The Big Bang should have created equal amounts of matter and antimatter in the early universe. But today, everything we see from the smallest life forms on Earth to the largest stellar objects is made almost entirely of matter. Comparatively, there is not much antimatter to be found. Something must have happened to tip the balance. One of the greatest challenges in physics is to figure out what happened to the antimatter, or why we see an asymmetry between matter and antimatter.
Antimatter particles share the same mass as their matter counterparts, but qualities such as electric charge are opposite. The positively charged positron, for example, is the antiparticle to the negatively charged electron. Matter and antimatter particles are always produced as a pair and, if they come in contact, annihilate one another, leaving behind pure energy. During the first fractions of a second of the Big Bang, the hot and dense universe was buzzing with particle-antiparticle pairs popping in and out of existence. If matter and antimatter are created and destroyed together, it seems the universe should contain nothing but leftover energy.
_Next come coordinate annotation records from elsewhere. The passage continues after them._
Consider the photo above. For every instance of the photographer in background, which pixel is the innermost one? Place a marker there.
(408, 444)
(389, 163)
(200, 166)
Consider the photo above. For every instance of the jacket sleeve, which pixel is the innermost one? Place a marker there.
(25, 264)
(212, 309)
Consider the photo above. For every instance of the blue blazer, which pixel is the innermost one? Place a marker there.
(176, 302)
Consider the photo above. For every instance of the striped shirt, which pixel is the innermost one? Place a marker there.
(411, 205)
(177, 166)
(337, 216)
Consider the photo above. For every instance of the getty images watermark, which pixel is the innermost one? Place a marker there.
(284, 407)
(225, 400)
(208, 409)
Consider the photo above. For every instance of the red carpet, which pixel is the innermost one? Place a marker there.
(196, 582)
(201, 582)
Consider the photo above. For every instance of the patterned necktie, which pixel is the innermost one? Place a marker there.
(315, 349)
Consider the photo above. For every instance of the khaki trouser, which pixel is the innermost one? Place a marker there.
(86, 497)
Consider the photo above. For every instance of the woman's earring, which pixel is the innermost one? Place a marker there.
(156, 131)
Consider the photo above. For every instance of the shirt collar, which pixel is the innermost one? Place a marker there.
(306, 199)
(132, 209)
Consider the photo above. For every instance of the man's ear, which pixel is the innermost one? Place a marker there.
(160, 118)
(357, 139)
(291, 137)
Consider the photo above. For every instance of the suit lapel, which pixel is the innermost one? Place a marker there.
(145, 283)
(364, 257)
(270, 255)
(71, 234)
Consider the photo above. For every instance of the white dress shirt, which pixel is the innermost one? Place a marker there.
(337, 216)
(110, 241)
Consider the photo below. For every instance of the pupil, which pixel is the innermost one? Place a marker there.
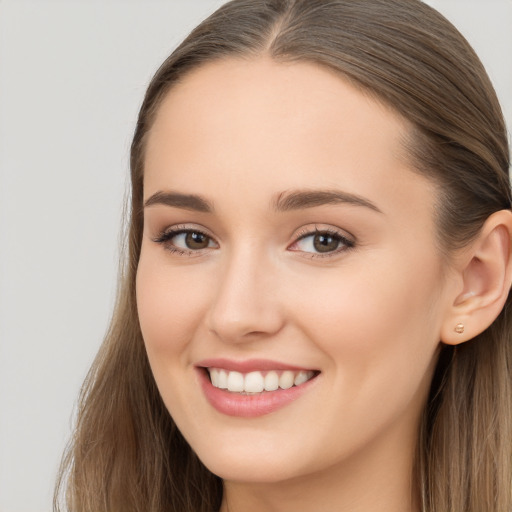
(196, 241)
(325, 243)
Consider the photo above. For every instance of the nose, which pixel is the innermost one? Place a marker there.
(245, 306)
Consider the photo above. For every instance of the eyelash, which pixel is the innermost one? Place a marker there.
(166, 236)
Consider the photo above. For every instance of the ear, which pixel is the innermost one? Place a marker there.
(484, 279)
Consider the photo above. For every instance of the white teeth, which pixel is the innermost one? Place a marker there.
(257, 382)
(271, 381)
(254, 383)
(223, 379)
(214, 377)
(286, 380)
(235, 381)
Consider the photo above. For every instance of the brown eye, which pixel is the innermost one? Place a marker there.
(325, 242)
(195, 240)
(322, 243)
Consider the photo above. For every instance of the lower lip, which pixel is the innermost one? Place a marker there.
(250, 406)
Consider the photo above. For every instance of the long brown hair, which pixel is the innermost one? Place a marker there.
(127, 454)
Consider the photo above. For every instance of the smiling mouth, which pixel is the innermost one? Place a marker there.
(257, 382)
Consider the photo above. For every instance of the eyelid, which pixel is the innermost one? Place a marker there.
(347, 240)
(165, 236)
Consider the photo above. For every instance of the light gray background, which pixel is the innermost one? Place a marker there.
(72, 76)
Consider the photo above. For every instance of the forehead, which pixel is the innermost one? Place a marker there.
(252, 127)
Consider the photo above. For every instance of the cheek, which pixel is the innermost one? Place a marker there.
(169, 306)
(379, 326)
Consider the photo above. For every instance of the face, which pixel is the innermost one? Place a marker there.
(289, 254)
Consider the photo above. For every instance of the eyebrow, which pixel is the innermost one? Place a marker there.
(285, 202)
(177, 200)
(297, 200)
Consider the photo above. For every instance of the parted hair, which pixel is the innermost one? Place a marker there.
(126, 453)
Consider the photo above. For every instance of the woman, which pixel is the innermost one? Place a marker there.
(314, 313)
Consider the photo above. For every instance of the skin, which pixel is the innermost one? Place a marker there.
(241, 133)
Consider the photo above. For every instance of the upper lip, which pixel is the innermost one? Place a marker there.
(248, 365)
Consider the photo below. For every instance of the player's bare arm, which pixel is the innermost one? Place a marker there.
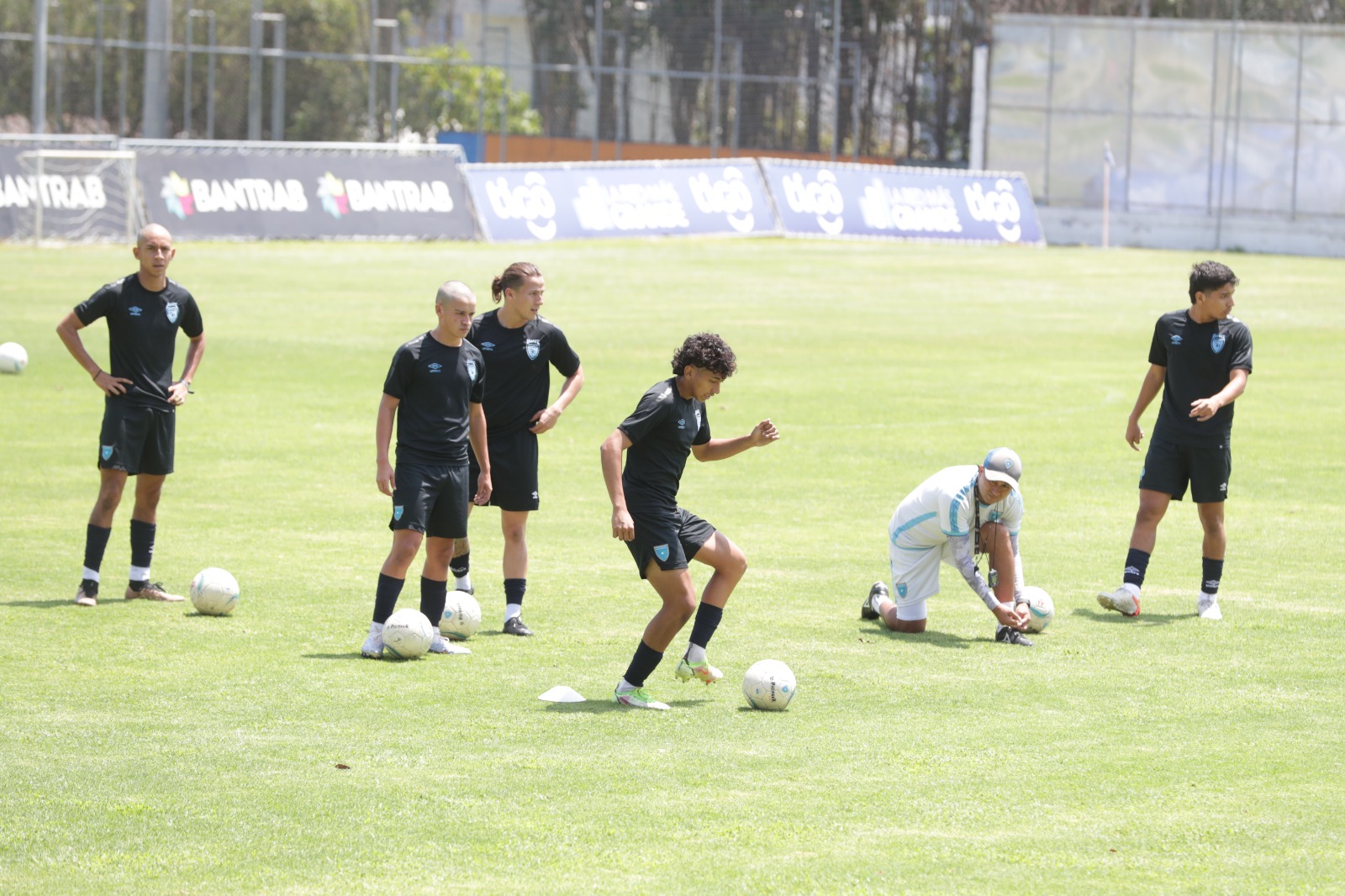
(477, 434)
(69, 331)
(1149, 390)
(382, 437)
(720, 448)
(549, 416)
(1207, 408)
(623, 528)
Nevertheless, a tiny portion of matter – about one particle per billion – managed to survive. This is what we see today. In the past few decades, particle-physics experiments have shown that the laws of nature do not apply equally to matter and antimatter. Physicists are keen to discover the reasons why. Researchers have observed spontaneous transformations between particles and their antiparticles, occurring millions of times per second before they decay. Some unknown entity intervening in this process in the early universe could have caused these “oscillating” particles to decay as matter more often than they decayed as antimatter.